Our science editor Susan Watts will be asking what we are doing wrong, and why we appear to be losing out to Asian countries and their booming science sectors.

Maybe my own personal experiences here will shed some light on things. The universities are only reaping the bitter harvest of seeds sown 20 - 30 years ago.

When my Dad first came to the UK, there was chemical plants and industry that ran up the bank of the west bank Mersey from Birkenhead docks to Runcorn. I grew up with the inspection lights like a cloud of fireflies, burning flares and silver pipe cathedrals as much a part of my childhood as Hanna Barbera cartoons.

By the time I got a job in the chemical industry in the late 1980s the industry was in an advanced state of decline. As Thatcher's Britain mutated from a manufacturing economy to a services economy the ecosystem of 'strategic' industries was unwound through irresistable economic forces. I got out following a redundancy, cashed in my pension plans to date and went to university whilst there was still a grant of 1,000 GBP or so to study marketing.

My old chemistry teacher said that the wealth of a manufacturing country can be measured by the amount of sulphuric and hydrochloric acid it consumes, yet four years ago the UK government had to step in to stop the last chlorine plant in the UK closing down at Rock Savage in Runcorn.

I've back to all the sites I had worked at in the chemical industry over five years in the late 80's and early 90's:
  • Freeman Chemicals in Deeside Industrial Park - on the site is a new building for BASF
  • Briggs Oil Eastham Refinery - the site has gone smaller and is now owned by Nynas AB
  • Spectrum Adhesive Coaters in Croft Industrial Estate - there is a grassy knoll were 100 people once worked
  • Corning Optical Fibres in Deeside Industrial Park - the area is covered in scrub grass from the surrounding marshy land and fenced off with a chain link fence. No trace remains of the five storey high clean rooms or any of the other buildings
They were all old dirty jobs, I remember:
  • Showering for an hour in the evening to try and get the sulphurous smell out of my skin when I worked around high sulphur Venezuelan crude oil products
  • Coughing my guts up when the feathering at the edge of my mask didn't work when handling maliec anhydride dust
  • Seeing a bottle full of nitrogen gas under pressure take off like a torpedo across a main road when it fell out of a lorry crane sling hit the floor and fractured
  • Watching a smoke stack burst into flames completely out of control sending an anvil of black smoke into the air
But without the ecosystem there it is a lot harder to develop the industries of tomorrow in biotechnology, advanced materials and pharmaceuticals.
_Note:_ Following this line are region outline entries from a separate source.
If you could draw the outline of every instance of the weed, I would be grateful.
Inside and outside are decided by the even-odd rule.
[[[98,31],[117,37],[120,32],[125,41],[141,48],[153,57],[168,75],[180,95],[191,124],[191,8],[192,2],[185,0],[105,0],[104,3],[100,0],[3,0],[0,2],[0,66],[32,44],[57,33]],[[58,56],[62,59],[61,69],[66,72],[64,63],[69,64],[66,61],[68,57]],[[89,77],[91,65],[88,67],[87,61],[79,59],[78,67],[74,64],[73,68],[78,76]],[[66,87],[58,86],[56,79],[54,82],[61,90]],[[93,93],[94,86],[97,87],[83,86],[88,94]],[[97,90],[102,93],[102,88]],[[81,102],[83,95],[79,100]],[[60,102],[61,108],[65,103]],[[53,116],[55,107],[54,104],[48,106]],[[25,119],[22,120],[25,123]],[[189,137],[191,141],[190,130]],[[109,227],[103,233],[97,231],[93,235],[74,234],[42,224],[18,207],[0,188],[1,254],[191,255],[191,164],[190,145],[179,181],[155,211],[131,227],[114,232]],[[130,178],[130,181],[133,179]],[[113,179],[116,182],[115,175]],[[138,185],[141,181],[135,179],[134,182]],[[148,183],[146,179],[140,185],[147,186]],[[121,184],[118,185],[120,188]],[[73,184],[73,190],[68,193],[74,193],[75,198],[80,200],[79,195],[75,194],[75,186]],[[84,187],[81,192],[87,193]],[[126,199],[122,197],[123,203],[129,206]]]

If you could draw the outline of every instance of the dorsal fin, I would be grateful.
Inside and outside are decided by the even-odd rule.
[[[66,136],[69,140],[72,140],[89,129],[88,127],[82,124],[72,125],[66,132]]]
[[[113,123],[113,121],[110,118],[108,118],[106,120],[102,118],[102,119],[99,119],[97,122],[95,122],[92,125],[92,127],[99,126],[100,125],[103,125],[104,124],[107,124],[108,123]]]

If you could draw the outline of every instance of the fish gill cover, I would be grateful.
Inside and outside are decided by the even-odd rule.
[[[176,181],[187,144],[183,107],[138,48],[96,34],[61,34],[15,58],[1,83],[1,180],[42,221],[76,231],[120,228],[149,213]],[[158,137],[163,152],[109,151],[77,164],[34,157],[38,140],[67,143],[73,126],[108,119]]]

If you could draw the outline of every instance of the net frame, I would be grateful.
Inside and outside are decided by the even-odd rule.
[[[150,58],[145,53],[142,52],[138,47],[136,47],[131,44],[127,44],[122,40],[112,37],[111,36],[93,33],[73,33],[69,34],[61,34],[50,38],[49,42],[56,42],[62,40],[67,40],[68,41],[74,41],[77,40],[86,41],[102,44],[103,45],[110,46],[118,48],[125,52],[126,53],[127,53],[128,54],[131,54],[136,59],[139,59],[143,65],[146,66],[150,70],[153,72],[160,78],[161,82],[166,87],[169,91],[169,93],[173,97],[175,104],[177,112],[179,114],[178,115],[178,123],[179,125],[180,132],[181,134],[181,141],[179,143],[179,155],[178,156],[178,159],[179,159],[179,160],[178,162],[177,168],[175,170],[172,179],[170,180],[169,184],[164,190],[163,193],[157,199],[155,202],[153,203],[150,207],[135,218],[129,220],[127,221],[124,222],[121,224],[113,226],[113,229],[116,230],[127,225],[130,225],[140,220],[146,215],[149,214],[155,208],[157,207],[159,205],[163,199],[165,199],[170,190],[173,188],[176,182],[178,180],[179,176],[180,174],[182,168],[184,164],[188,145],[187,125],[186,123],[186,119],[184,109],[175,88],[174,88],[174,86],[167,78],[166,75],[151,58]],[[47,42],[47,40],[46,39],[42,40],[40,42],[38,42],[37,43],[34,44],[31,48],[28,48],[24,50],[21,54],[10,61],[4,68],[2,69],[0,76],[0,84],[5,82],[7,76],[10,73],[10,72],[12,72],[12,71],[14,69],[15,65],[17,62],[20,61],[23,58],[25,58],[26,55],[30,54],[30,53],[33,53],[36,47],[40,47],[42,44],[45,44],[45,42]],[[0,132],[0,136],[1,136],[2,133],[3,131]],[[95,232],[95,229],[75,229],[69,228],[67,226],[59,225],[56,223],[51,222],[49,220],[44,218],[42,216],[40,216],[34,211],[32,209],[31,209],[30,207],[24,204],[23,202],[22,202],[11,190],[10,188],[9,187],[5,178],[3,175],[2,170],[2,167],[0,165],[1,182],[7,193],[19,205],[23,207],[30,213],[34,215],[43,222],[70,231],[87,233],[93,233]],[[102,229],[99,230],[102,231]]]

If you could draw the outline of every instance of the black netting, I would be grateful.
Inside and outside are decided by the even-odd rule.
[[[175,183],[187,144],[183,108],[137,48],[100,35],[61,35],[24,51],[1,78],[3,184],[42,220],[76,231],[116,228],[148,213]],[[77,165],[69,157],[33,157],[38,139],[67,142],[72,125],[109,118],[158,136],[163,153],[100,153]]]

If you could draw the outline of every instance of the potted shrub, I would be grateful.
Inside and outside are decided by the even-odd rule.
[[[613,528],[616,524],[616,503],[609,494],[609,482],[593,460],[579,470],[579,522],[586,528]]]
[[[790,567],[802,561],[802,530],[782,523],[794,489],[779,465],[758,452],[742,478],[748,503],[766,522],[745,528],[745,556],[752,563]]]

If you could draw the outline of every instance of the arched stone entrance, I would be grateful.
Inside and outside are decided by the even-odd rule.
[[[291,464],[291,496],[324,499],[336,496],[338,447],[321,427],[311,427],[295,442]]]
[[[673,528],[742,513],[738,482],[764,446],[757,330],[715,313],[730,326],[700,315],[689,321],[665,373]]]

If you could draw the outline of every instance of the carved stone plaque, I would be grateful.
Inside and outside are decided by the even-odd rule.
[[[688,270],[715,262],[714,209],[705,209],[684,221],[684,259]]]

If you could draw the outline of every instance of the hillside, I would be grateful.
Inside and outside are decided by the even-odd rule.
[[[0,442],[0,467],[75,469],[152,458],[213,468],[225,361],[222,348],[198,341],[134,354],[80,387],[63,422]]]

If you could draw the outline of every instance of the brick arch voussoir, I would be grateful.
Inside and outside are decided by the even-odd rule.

This isn't a problem that is unique to the chemical sector, look at engineering, electronics etc.

Why do chemistry as a career?

If it was too important, why does it pay so badly, graduate industrial chemists traditionally have been paid much less than other professionals such as accountants. The work can be pretty nasty. I was not well paid when I worked in the sector, but with overtime I could take home more than someone I worked alongside who had a doctorate in chemistry. Not surprising when I was asked would I like to pay for myself to study for Royal Society of Chemistry qualifications I said no (ok and the whole dance music scene was too much of a draw)! The kids know the score, they are voting with their feet and who can blame them.